Refleksi Memperingati Hari Kelahiran Pancasila, 1 Juni
Oleh: Tjahjono Widarmanto
Pancasila sebagai weltanschauung, sekaligus sebagai sumber hukum di Indonesia sudah menjadi konsesus nasional yang final dan tak bisa ditawar lagi. Dengan adanya konsesus yang final ini seharusnya semua warga negara Indonesia, tak pandang bulu apa profesinya, apa agamanya, apa sukunya, harus memiliki spirit Pancasila yang menjiwai seluruh aspek kehidupannya. Spirit Pancasila yang menjiwai seluruh aspek kehidupan ini berarti Pancasila harus dipahami, dihayati sekaligus diinternalisasi menjadi bentuk laku kehidupan masyarakat Indonesia.
Namun, dalam perjalanan sejarahnya ternyata Pancasila pernah diperlakukan sebagai doktrin yang beku, dogmatis bahkan dijerumuskan menjadi alat legitimasi perilaku koruptif dan represif. Akibatnya Pancasila sebagai sebuah ideologi justru terasing dan tersisih. Muncul ketidakpuasan dan ketakpercayaan pada ideologi yang bisa terindikasi dengan maraknya keinginan untuk mencari ideologi baru.
- Iklan -
Boleh dikatakan, saat ini Pancasila sebagai sebuah ideologi mengalami kemunduran bahkan “mati suri”, yang diistilahkan oleh Mostafa Rejai sebagai dalam bukunya Political Ideologies: A Comparative Approach (1994) sebagai situasi decline atau kemunduran. Situasi decline ini merupakan ancaman nyata terhadap sendi kebangsaan.
Sungguh pun demikian, situasi decline ini bukan berarti senjakala bagi kehidupan ideologi Pancasila. Masih dalam buku yang sama, Rejai menebarkan optimistis bahwa suatu ideologi politik tidaklah benar-benar sirna. Setelah mengalami situasi decline atau kemunduran, sebuah ideologi politik akan mengalami sebuah fase kebangkitan atau resurgence.
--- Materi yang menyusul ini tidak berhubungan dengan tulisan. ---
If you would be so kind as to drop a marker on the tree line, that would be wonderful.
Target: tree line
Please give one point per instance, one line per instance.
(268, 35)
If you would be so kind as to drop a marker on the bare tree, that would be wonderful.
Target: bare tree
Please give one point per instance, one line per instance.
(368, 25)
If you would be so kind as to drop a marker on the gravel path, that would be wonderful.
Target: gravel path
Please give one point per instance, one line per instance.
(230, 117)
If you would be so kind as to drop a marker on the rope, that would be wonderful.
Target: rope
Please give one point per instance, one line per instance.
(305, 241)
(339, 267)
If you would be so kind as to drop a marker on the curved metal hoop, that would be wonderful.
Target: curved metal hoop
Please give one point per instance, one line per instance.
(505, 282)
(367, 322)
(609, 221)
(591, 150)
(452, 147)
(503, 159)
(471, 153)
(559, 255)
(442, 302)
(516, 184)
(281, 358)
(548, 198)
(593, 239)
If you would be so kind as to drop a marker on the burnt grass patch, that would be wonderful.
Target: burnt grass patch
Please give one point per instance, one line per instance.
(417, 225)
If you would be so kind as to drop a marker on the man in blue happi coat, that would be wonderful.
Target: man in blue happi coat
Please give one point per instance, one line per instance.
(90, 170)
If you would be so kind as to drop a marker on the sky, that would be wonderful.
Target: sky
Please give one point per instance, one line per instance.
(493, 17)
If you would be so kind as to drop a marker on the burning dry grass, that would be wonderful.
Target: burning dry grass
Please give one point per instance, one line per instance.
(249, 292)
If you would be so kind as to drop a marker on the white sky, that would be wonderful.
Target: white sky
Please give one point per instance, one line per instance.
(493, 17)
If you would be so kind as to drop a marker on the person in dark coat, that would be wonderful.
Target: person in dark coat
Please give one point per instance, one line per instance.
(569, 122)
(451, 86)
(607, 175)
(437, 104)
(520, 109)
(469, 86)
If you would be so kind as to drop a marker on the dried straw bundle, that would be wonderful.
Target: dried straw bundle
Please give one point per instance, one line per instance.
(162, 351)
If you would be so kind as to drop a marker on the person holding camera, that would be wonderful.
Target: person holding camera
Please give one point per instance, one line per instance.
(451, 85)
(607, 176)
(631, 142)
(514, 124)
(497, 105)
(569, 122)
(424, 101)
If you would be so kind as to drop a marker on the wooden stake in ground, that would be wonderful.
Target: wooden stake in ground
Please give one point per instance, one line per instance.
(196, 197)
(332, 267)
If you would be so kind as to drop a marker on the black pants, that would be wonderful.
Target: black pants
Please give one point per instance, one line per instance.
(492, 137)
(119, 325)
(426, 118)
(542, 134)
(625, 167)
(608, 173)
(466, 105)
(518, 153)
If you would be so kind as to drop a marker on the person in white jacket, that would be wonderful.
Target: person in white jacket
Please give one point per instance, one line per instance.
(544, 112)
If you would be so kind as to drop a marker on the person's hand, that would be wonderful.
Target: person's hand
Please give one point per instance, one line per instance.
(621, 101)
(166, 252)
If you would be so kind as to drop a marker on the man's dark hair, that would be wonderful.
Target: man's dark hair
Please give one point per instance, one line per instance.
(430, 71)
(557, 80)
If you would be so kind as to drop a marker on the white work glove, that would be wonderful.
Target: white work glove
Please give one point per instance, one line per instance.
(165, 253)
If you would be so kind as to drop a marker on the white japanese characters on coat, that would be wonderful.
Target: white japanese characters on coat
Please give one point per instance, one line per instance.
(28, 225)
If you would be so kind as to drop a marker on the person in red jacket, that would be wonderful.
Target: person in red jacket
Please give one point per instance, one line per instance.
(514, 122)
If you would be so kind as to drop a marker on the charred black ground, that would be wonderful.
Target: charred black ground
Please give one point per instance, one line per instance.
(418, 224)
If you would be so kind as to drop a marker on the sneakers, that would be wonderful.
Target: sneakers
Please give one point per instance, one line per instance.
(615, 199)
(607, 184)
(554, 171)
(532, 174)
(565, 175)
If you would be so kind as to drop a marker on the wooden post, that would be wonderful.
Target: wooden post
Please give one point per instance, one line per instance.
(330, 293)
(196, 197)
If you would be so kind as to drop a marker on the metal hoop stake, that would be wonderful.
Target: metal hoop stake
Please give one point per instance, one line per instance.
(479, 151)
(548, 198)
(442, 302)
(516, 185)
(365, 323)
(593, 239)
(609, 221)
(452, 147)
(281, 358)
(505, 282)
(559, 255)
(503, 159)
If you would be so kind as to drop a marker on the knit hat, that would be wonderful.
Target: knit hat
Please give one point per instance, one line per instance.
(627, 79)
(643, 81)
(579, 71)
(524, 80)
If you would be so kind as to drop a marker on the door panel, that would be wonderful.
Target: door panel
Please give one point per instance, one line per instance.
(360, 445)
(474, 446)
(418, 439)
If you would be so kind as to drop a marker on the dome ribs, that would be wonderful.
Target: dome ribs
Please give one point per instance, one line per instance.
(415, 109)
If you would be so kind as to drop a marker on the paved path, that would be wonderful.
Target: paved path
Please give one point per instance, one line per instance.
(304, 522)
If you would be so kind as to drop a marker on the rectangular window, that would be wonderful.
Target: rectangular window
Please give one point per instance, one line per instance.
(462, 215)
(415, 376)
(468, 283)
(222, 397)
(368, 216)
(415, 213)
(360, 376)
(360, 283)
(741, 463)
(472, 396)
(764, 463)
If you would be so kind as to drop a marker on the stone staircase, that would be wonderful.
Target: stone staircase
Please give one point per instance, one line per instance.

Membangkitkan Pancasila sebagai ideologi yang bekerja
Pun, dengan Pancasila. Sebagai sebuah ideologi politik, Pancasila akan menemukan kembali fase resurgence atau kebangkitannya. Tentu saja untuk membangkitkan kembali Pancasila harus dilakukan dengan cara simultan dan kontinuinitas. Pancasila harus dibangkitkan kembali menjadi working ideology atau ideologi yang bekerja, tak sekedar dogmatis apalagi doktrin. Pancasila harus menjadi satu sumber kebijakan dan landasan sistem di seluruh bidang.
Membangkitkan Pancasila sebagai sebuah ideologi yang bekerja harus melalui upaya memperlakukan Pancasila sebagai sebuah paradigma terbuka. Memperlakukan Pancasila sebagai sebuah paradigma terbuka berarti memperkuat dimensi logos atau dimensi penalaran. Pancasila tidak boleh berhenti menjadi sebuah dogma yang beku dan sakral semata namun sebagai sebuah ideologi berbasis nalar yang kritis, evaluatif dan adaptif terhadap perubahan gerak zaman. Pada tataran dimensi logos ini Pancasila harus benar-benar mampu dinalar sebagai sebuah ideologi yang bekerja dalam menjawab dan mencari alternatif-alternatif logis dalam setiap tantangan dan tuntutan perubahan zaman.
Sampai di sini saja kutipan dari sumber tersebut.